Hyundai’s investment thesis is the natural first customer. ZER01NE explicitly framed Video Rebirth as a “key partner for the future of mobility,” with potential to train physical AI inside hyper-realistic digital worlds. Hyundai Motor owns Boston Dynamics and operates an autonomous-driving business that already runs large simulation workloads. The integration runway is concrete: Video Rebirth’s models could become the simulation layer Hyundai uses to test edge-case driving scenarios, from a malfunctioning truck blocking the road to weather events the fleet has not encountered. The economic logic of the partnership lines up cleanly with the product roadmap.
The technical hurdle is real-time simulation of physical scenarios with consistent physics. Difu Li, Video Rebirth’s CSO, has described the moment as “the precipice of a ‘De-engineering’ revolution in pan-entertainment.” Genie 3 currently supports “a few minutes” of consistent navigation before drift sets in. Olympus would need to extend that, add environmental sound, and ship at commercial grade.

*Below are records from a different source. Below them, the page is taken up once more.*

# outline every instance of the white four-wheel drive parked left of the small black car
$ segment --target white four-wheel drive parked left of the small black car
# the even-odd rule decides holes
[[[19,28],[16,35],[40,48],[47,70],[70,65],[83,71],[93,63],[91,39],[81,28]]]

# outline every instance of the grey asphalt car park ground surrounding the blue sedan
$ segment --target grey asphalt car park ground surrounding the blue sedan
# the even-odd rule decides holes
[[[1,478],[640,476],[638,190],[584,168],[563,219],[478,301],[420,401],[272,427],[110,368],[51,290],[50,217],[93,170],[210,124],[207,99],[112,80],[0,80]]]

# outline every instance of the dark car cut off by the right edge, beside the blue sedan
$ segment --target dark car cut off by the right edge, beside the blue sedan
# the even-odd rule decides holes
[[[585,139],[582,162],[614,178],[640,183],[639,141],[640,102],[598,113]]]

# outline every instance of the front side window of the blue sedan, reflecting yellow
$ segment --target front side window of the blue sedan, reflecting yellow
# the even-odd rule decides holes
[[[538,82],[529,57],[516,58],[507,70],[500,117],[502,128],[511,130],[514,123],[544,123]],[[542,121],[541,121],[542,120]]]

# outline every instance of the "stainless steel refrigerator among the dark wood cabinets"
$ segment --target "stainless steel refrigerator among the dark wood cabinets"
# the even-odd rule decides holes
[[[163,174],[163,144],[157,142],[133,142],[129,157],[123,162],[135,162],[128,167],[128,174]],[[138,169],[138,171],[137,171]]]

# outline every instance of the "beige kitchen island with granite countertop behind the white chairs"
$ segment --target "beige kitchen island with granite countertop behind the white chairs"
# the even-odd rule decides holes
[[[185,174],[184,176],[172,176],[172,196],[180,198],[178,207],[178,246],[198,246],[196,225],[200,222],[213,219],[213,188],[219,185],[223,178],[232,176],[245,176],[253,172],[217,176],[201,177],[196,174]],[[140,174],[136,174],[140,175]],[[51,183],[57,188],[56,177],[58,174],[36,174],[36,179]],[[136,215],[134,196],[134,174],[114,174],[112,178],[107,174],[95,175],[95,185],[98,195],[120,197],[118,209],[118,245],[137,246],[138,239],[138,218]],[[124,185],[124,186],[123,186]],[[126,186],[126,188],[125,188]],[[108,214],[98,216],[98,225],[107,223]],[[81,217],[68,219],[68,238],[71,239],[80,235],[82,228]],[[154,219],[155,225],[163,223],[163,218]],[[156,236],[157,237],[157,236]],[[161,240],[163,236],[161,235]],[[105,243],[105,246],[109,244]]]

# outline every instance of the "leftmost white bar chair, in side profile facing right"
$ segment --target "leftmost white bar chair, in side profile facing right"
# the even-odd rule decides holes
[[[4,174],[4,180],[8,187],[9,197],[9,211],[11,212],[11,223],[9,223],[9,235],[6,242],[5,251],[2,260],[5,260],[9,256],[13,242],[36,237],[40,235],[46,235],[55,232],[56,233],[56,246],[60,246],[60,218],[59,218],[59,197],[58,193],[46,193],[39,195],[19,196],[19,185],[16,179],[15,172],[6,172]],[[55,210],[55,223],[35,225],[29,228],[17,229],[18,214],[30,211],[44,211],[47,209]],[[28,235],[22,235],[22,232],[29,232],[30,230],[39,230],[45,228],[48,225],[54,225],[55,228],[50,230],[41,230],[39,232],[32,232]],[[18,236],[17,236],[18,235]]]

Liu Wei left a Tencent distinguished-scientist role, where he had led the Hunyuan foundational-model team for more than eight years, to pursue this. His public forecast is that the next 12 months will focus on technical breakthroughs inside the laboratory. The implied standard is straightforward: Olympus has to ship by year-end to vindicate the thesis, and Hyundai’s mobility roadmap is the natural first customer for a working world model. If Olympus lands, the company will have shown that a 30-person operation can produce what trillion-dollar labs have only previewed.

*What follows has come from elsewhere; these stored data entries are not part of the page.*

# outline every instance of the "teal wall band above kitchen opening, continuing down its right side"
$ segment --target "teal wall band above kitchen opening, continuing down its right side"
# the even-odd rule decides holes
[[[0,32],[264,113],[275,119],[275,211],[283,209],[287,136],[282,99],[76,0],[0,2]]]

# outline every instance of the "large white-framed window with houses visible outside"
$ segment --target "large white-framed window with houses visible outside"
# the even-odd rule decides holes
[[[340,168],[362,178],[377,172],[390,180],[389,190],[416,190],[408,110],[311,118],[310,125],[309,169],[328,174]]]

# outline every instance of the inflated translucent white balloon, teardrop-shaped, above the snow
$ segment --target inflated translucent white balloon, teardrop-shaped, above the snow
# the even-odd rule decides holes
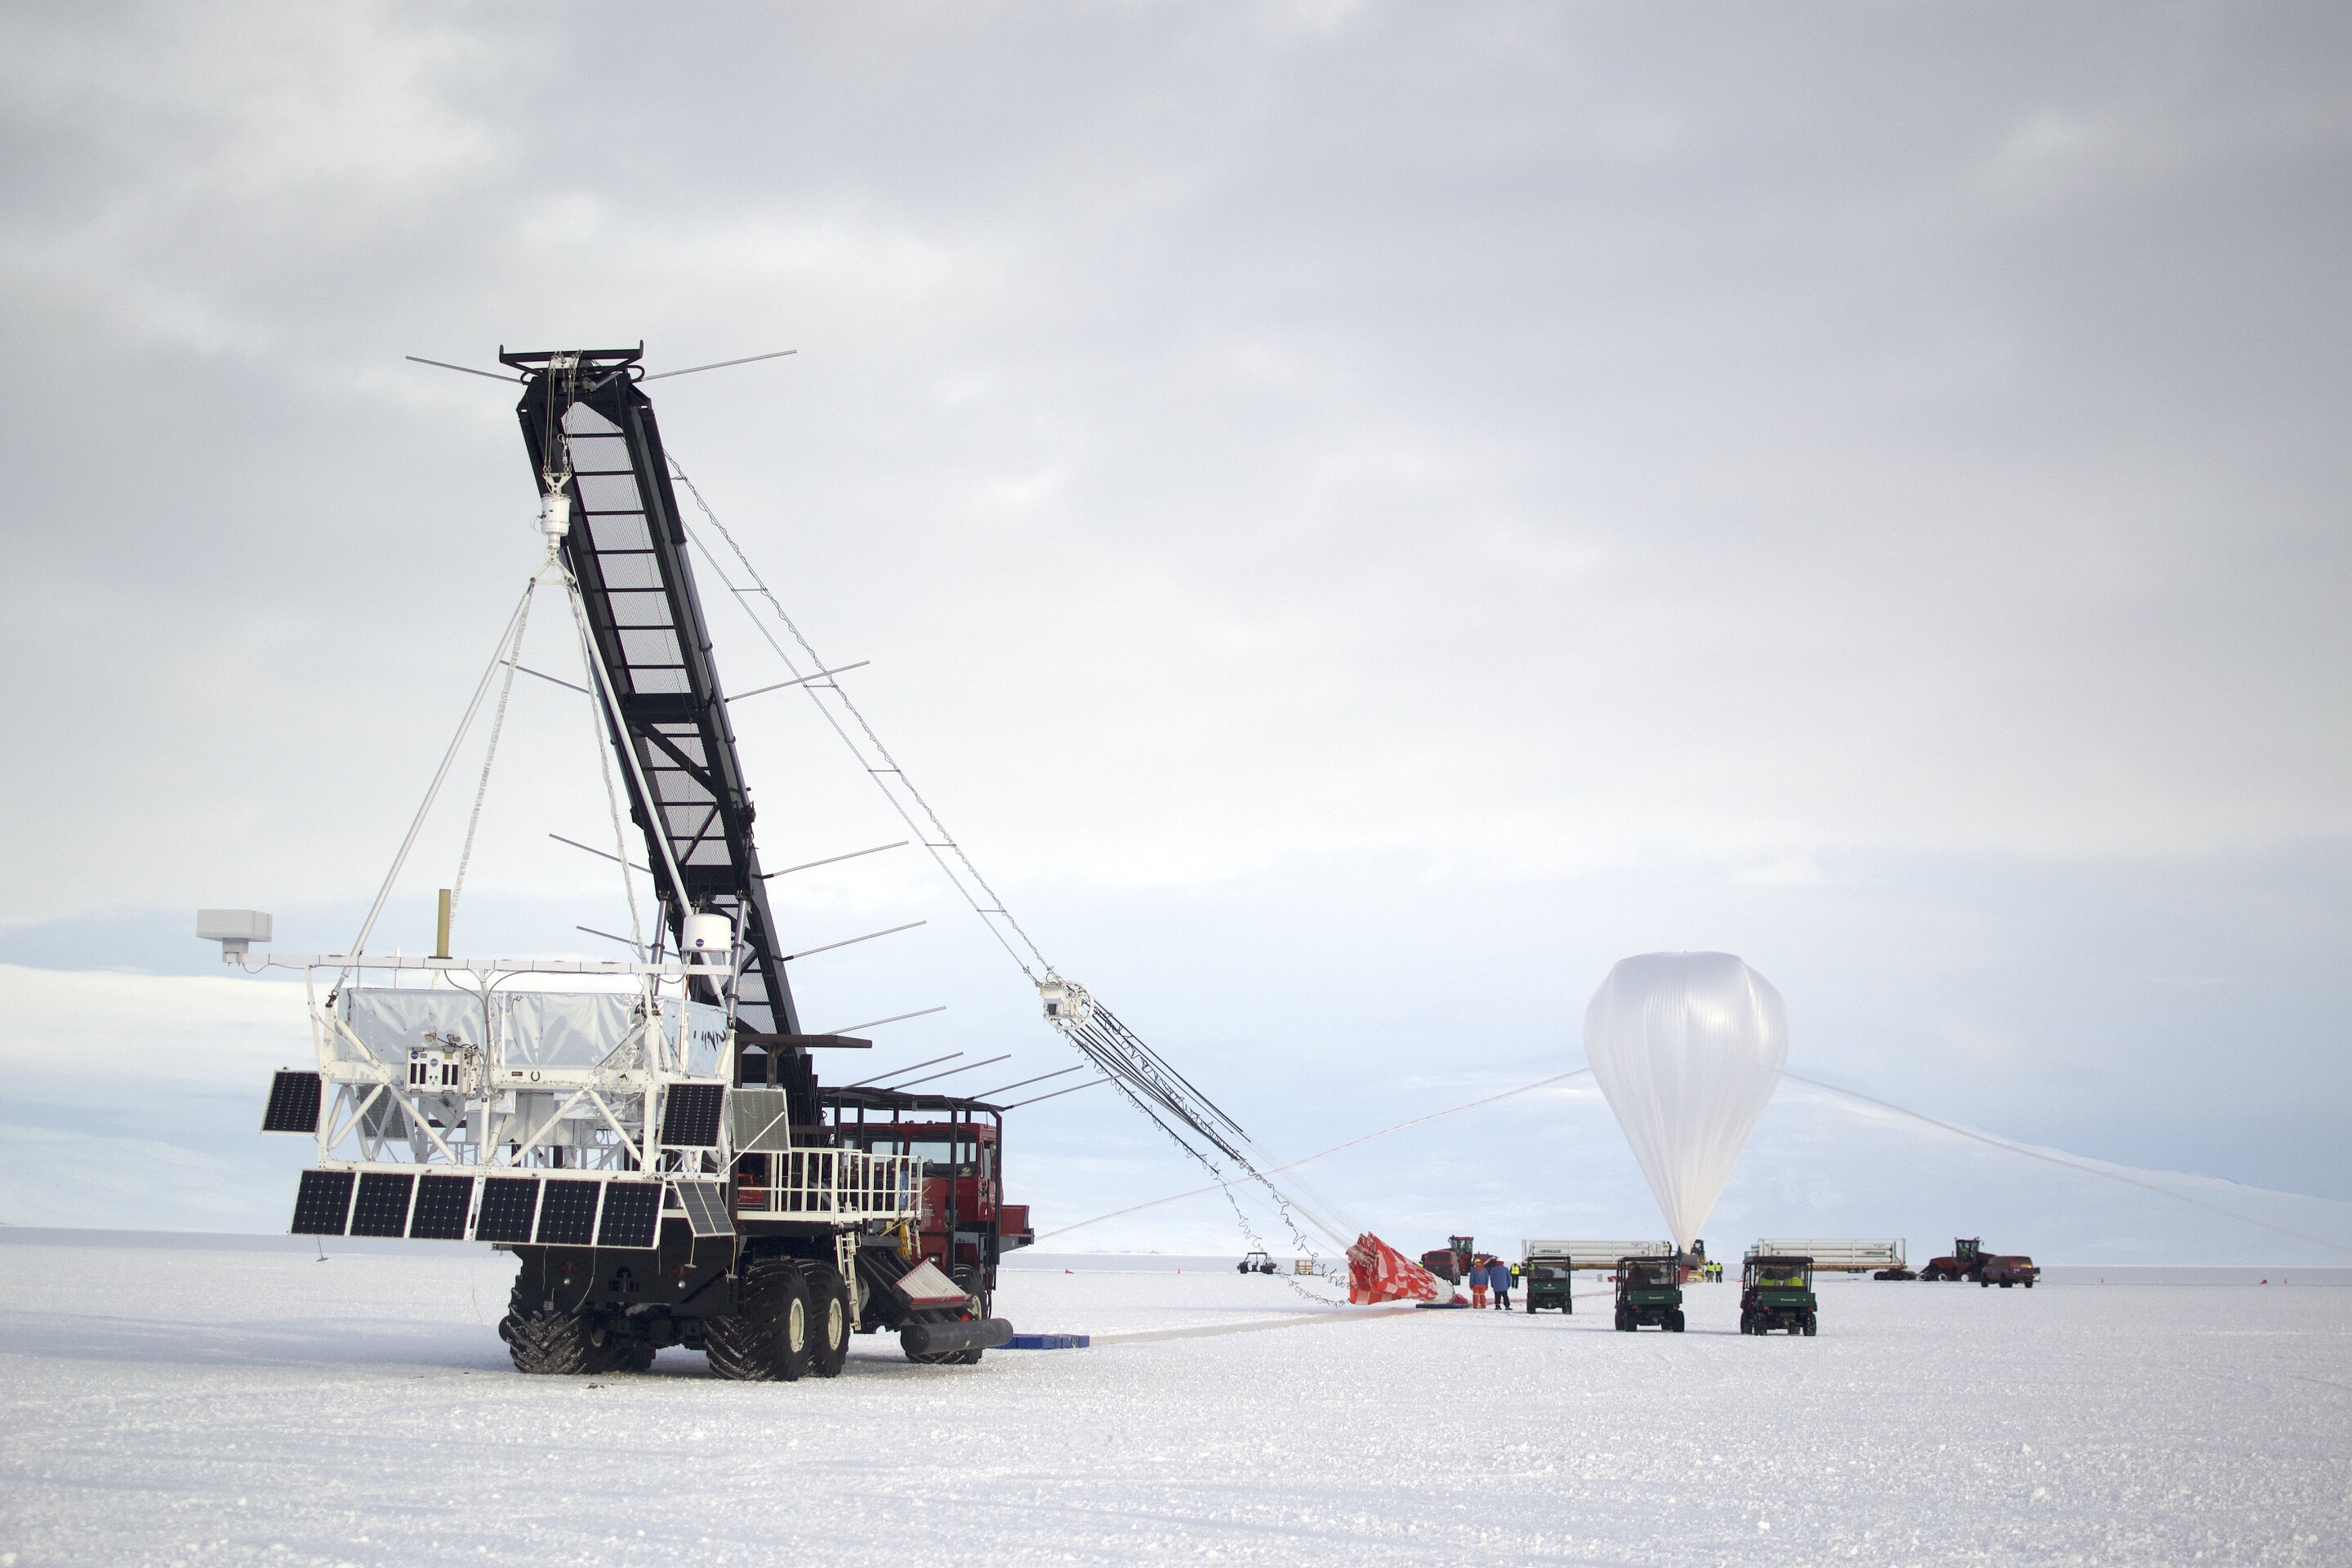
[[[1729,952],[1621,959],[1585,1009],[1585,1060],[1689,1251],[1788,1063],[1788,1011]]]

Frequently Asked Questions
What is Video Rebirth?
Video Rebirth is a Singapore-headquartered AI video startup founded by Dr. Wei Liu, a former Tencent distinguished scientist and IEEE/AAAS Fellow, in late 2024. The company is publicly known through its $80 million funding round, which closed in March 2026, and the May 7, 2026 launch of its flagship model, BACH.
What is the BACH model?
BACH is Video Rebirth’s industrial-grade AI video engine, available at bach.art. It generates multi-shot films up to 30 seconds long from text prompts and reference images, with character consistency built on a proprietary mechanism called Physics Native Attention, and outputs at a native 30 frames per second.
How much has Video Rebirth raised?
Video Rebirth raised $80 million in total through a $50 million initial close in November 2025 and a $30 million extension that closed in March 2026. The capital is earmarked for commercializing the BACH model and developing a world model called Olympus.
Who are Video Rebirth’s investors?
The strategic investors include AMD Ventures as compute partner, Hyundai Motor Group’s ZER01NE for mobility and autonomous driving, HIVEN affiliated with CJ Group for entertainment and Korean content, and Feedback Ventures. The mix spans semiconductors, automotive, entertainment, and venture capital.
What is the Olympus world model?
Olympus is Video Rebirth’s planned world model, targeted for release by the end of 2026. It would let users generate interactive 3D environments from text prompts, similar in concept to Google’s Genie 3 but with environmental sound and a longer consistent-interaction window. Liu has described it as the company’s next major technical milestone.